Forms: 4 centener, 6 eontenyer, sentener, 67 centiner, -ere, 7 centinier, 6 centenier. [a. F. centenier:L. centēnārius (see CENTENARY), in 4th c. used for a centurion.]
† 1. A centurion. Obs.
a. 1300. Cursor M., 19907. A centener, Cornelius.
1523. Ld. Berners, Froiss., I. cccxlix. 559. He ordayned and made secretely capitayns of the whyte hattes, as Senteners, and Muquateners.
1577. Hellowes, Gueuaras Gold. Ep., 178. Pilate sent a Centenier to discouer a truth.
1580. North, Plutarch, 961. Cornelius the Centiner, chief of this Legation.
1603. Florio, Montaigne, II. xxxiv. (1632), 415. His [Cæsars] Centeniers offered him to find him a man at Armes.
† 2. = CENTURIAN. Obs.
Times Store House, 19 (L.). They are an hundred, chosen out of every town and village, and thereon were termed centeniers or centurians.

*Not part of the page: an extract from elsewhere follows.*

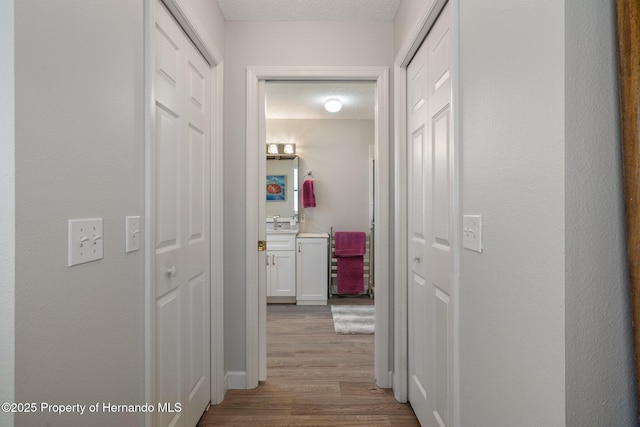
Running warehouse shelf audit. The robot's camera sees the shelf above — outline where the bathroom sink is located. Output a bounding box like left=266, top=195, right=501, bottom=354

3. A police-officer in Jersey.
1862. Ansted, Channel Isl., IV. xxiii. (ed. 2), 521. Each parish has also two centeniers, except St. Heliers, where there are six.
1880. Jersey Weekly Express, 13 Nov., 3/2. Charged by Centenier George C. Godfray with having been picked up dead drunk in the Royal Hall, Peter-street.